The hospital — which had 54 staff, two operating theaters, an outpatient department and an emergency room — was reportedly hit by four missiles in two attacks within a few minutes of each other, according to MSF.
MSF did not suggest who may have been behind the attack, although the Britain-based Syrian Observatory for Human Rights blamed Russian warplanes.
The State Department blamed the despotic Bashar Assad regime and his Russian backers for the carnage.
"That the Assad regime and its supporters would continue these attacks, without cause and without sufficient regard for international obligations to safeguard innocent lives, flies in the face of the unanimous calls" by the International Syria Support Group to protect civilians, State Department spokesman John Kirby said in a statement.
It "casts doubt on Russia's willingness and/or ability to help bring to a stop the continued brutality of the Assad regime against its own people," Kirby said.
Meanwhile, Syria's ambassador to Russia claimed the U.S-led coalition was to blame for the attack on the MSF facility.
A spokesman for the U.S.-led coalition denied the Syrian ambassador's claim, saying the only airstrikes it launched Monday were nowhere near Maaret al-Numan in the eastern Syria near the cities of Raqqa and Hasakah.
There has been a spate of attacks in recent years on MSF medical facilities, which are protected under international law.
An accidental U.S. airstrike on an MSF hospital in Afghanistan killed 42 people in what the group suggested could be a war crime. Last week, an airstrike hit an MSF hospital in southern Syria, killing three people and wounding at least six others.

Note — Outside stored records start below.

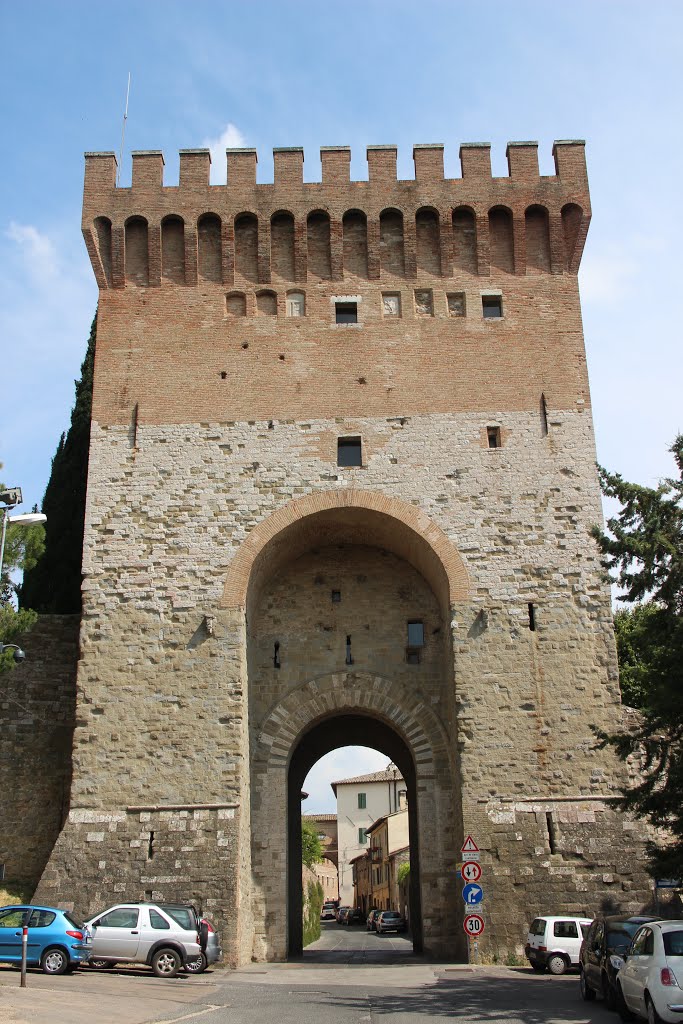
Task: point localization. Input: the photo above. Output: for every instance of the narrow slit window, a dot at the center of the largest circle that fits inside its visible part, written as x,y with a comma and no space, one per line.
346,312
349,452
492,306
456,303
494,436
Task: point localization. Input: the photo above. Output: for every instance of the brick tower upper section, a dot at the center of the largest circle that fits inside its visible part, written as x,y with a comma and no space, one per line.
337,298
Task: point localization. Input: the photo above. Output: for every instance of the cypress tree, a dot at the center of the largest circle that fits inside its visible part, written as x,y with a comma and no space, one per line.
53,586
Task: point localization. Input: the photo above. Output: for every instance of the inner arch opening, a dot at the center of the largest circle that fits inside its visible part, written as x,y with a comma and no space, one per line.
326,735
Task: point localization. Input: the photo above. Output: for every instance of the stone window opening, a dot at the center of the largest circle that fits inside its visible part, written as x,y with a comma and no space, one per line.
456,302
424,302
346,312
349,658
492,306
494,436
391,303
296,304
349,452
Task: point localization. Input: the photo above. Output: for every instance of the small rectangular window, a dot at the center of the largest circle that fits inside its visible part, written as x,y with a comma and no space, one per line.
424,302
346,312
348,452
492,306
391,303
416,635
456,303
494,436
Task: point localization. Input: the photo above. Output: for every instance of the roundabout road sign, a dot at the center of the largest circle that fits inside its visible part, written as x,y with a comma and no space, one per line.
471,871
473,925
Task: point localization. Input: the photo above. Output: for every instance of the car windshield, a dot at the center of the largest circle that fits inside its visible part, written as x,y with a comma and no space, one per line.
673,943
620,938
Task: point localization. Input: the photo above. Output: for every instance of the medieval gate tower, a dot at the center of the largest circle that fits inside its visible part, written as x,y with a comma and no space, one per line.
341,486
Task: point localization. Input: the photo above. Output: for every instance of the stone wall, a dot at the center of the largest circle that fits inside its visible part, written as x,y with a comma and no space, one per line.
37,713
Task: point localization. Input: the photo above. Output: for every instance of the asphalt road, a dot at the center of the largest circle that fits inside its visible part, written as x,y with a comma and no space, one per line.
349,976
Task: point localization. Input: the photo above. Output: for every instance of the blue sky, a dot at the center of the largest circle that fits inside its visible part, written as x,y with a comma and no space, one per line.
314,74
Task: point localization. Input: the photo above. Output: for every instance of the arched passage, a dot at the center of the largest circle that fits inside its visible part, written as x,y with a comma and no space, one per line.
341,730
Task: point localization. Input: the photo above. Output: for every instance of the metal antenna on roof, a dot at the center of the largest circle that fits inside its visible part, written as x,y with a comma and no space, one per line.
123,133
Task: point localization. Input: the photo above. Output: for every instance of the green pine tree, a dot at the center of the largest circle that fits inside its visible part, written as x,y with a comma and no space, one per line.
53,586
643,547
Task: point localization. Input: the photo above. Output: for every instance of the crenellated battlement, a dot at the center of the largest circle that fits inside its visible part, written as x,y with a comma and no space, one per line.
153,232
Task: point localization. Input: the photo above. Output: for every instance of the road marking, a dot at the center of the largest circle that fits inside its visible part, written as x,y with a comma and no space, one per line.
187,1017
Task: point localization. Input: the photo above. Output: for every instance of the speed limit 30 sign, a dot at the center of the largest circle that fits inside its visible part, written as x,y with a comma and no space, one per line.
473,925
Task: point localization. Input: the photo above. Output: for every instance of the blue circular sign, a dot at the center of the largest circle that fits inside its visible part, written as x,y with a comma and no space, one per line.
472,894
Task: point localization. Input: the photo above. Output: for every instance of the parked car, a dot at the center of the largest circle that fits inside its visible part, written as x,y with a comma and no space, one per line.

MSF said Monday that in addition to the Idlib airstrike there were reports that two hospitals unaffiliated with the group had been attacked in neighboring Aleppo province.
The U.N. children's agency confirmed it had received reports that two UNICEF-supported hospitals in the Azaz area of Aleppo province had been attacked, along with two schools.
According to The Associated Press, at least five people were killed and dozens of others were wounded when a missile struck a hospital for women and children in Azaz. Seven people were killed when an airstrike hit a school in the nearby village of Kaljibrin, the AP reported.
Alaaeddin Alzaeem went to help with the rescue efforts after rockets hit the hospital for women and children in Azaz city.
"It's broken in the hospital — everything," he told NBC News by Skype.
He, too, blamed Russian warplanes for dropping the rockets Monday.
"The streets, all, it's empty because Russians target Azaz," he said. "Russia and the regime killing us every day, and nobody do anything."
Moscow says its airstrikes in Syria target terrorist groups — including ISIS — but Western officials have accused Russia of launching strikes in support of Syrian government forces.
Amnesty International said Monday's airstrikes were "just the latest" in "scores of apparently deliberate attacks" on hospitals and medical facilities.
"Russian and Syrian forces know full well that deliberate attacks on medical facilities are war crimes," the rights group said in a statement. "All parties to the conflict must cease such horrific attacks, stop destroying medical facilities and allow medical workers to carry out their life-saving work without fear of being killed or injured in the line of duty."